Предлагаю вам доказательство А— заявление Дина Ачесона в шокирующе обескураживающей Белой книге по Китаю. «Это пусть неприятный, но неизбежный факт: зловещие итоги гражданской войны в Китае не зависели от правительства Соединенных Штатов и не были ему подвластны. Ничто из того, что сделала или могла сделать наша страна в пределах своих возможностей, не смогло бы изменить эти итоги; и ничто из того, что не было сделано, не содействовало бы этому».
Доказательство В — письмо Дина Ачесона сенатору Коннэ-ли от 15 марта 194 9 года: «Китайские правительственные силы не выиграли ни одной битвы в течение последних нескольких лет из-за недостатка оружия и боеприпасов».

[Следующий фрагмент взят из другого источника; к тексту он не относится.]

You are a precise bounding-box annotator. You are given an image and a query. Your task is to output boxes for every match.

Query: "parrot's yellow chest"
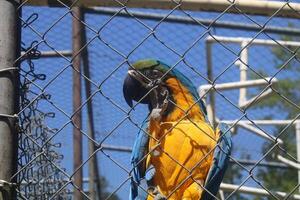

Доказательство С — упорный курс генерала Маршалла на достижение в 1946 году перемирия между китайскими красными и националистами, и именно в то время, когда Чан выбивал коммунистов из одного стратегического района за другим. Сражения возобновились, но после того, как коммунисты подтянули войска, и поражение Чана обернулось победой для Сталина и Мао. Обо всем этом писалось в американской прессе.
Доказательство Д — полмиллиона бесполезных, разукомплектованных противогазов, которые мы вынудили Чана купить у нас по 8 долларов за штуку.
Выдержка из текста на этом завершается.